I tested ChatGPT in 2022, and asked it to write something. It (obviously) got some things wrong; I don’t remember what exactly, but it was definitely wrong. That was three years ago and I've forgotten that lesson. Why wouldn't I? I've been offloading all sorts of meaningful cognitive processes to AI tools since then.

I use Claude Code now. I finished a project last week that would’ve taken me a month. My senior coworker took one look at it and found 3 major flaws. QA gave it a try and discovered bugs, missing features, and one case of catastrophic data loss. I call that “nitpicking.” They say I don’t understand the engineering mindset or the sense of responsibility over what we build. (I told them it produces identical results and they said I'm just admitting I can't tell the difference between skill and scam).

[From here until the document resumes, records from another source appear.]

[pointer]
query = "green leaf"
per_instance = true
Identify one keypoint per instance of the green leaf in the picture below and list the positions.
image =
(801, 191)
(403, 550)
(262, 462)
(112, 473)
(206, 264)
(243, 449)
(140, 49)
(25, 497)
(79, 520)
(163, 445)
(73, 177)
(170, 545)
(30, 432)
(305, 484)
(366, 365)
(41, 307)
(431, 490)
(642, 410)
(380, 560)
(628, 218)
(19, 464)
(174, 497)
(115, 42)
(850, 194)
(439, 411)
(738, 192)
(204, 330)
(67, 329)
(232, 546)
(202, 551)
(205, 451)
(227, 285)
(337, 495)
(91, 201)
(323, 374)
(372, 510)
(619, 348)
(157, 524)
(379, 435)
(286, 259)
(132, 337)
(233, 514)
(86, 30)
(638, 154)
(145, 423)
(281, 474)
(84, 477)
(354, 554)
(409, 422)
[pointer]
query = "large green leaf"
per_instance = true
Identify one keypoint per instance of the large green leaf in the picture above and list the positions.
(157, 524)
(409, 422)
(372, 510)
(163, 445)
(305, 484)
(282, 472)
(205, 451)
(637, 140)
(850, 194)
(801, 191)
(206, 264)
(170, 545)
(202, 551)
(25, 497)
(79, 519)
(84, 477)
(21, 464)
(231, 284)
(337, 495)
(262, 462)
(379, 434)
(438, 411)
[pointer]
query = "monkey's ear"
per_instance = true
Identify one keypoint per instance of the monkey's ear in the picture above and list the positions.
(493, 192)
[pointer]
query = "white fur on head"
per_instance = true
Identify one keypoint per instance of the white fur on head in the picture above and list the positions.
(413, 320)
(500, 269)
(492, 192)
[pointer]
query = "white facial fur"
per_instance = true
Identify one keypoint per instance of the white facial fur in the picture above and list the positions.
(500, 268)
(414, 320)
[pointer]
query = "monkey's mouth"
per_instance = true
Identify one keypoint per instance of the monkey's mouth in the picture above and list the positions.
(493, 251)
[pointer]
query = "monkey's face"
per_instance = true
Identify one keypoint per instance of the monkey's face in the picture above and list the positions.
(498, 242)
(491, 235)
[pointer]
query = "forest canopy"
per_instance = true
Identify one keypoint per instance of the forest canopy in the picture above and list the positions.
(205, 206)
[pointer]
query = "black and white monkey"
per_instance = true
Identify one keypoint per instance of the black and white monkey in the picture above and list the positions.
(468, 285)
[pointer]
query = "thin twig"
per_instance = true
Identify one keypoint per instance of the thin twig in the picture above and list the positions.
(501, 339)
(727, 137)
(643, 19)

“The code people write is always unfinished,” I always say. Unlike AI code, which is full of boilerplate, adjusted to satisfy the next whim even faster, and generated by the pound.

I never look at Stack Overflow anymore, it's dead. Instead I want the info to be remixed and scrubbed of all its salient details, and have an AI hallucinate the blanks. Thay way I can say that "I built this" without feeling like a fraud or a faker. The distinction is clear (well, at least in my head).

Will I ever be good enough to code by myself again? No. When a machine showed up that told me flattering lies while sounding like a silicon valley board room after a pile of cocaine, I jumped in without a parachute [rocket emoji].

I also personally started to look down on anyone who didn't do the same, for threatening my sense of competence.